Normally that comes back to the whole having an operating agreement and separate accounts for the entity. Some states may have different formalities, so it’s worth checking if there’s anything additional you need to know about in your state.
Can I use the same website & email address for different LLCs?
Yes, you can indeed.
(The wedding photography/photography education example from above is a perfect example of multiple LLCs but one website/business email address.)
What is a registered agent in an LLC?
It’s the person the Secretary of States website has on file who lives within the state to receive mail on behalf of the LLC. Basically, it’s the state’s contact for the company.
How do you move an LLC from one state to another? And do you need to stop selling during the move?
We’ll preface the answer to this with that each state may be different so it’s worth checking if there are any extra items you need to be aware of in your state.
Option 1: Keep the old LLC and register it as a foreign LLC in the new state you’re moving to.
Option 2: Dissolve the old LLC and start a new one in the new state.
Option 3: (Very infrequent & tricky) Merge the old LLC into a new LLC in a new state. To do this you file articles of merger.
How do you pick? If you’re for example moving from California to Oklahoma, it’s a lot less expensive to start and keep an LLC running in Oklahoma than California, so that’s an example of when it would be savvy to go for option 2.
How do I sign agreements and contracts on behalf of my LLC?
We’re so glad this question is asked because we often see business owners, especially business owners whose names are the same as their business names, signing agreements incorrectly.
You want to sign in the following structure:
Your name, your designation within the company (eg. owner, manager, etc.), LLC name
So let’s say your name is Mary Johannesson, your title within the company is Founder and your company name is Johannesson International LLC.
You would then sign as follows:
Mary Johannesson, Founder, Johannesson International LLC
What are the biggest mistakes business owners make when operating their LLCs?
Not having an operating agreement - almost might as well not have an LLC because if you’re brought into court arguments can be won very easily by you not having one.

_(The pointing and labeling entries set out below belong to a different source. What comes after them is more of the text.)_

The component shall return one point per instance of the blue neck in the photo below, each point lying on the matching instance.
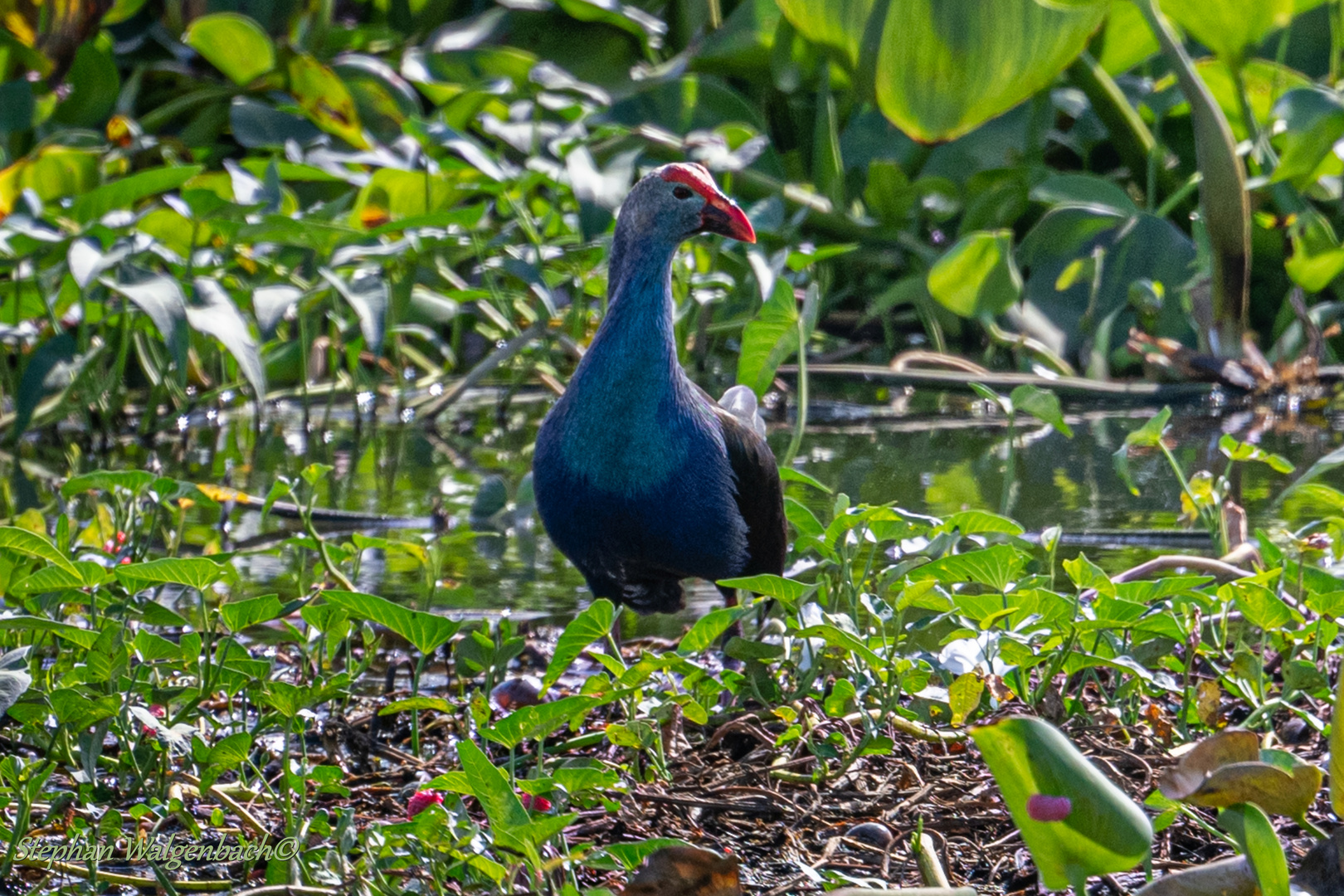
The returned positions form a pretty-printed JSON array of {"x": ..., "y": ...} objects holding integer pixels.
[
  {"x": 635, "y": 348},
  {"x": 629, "y": 418}
]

And having an LLC to protect your personal assets is the entire point to start an LLC, so if the LLC can be basically ignored in a court proceeding and your personal assets accessed, there wasn’t much point to the LLC.
Co-mingling funds - Another bit of proof that you’re not a business but just a person providing services, who can therefore be sued as a person, not a business, again meaning the judgement being able to claim assets from you personally and the business.
Does my LLC operating agreement need to be notarized?
No, it does not need to be notarized.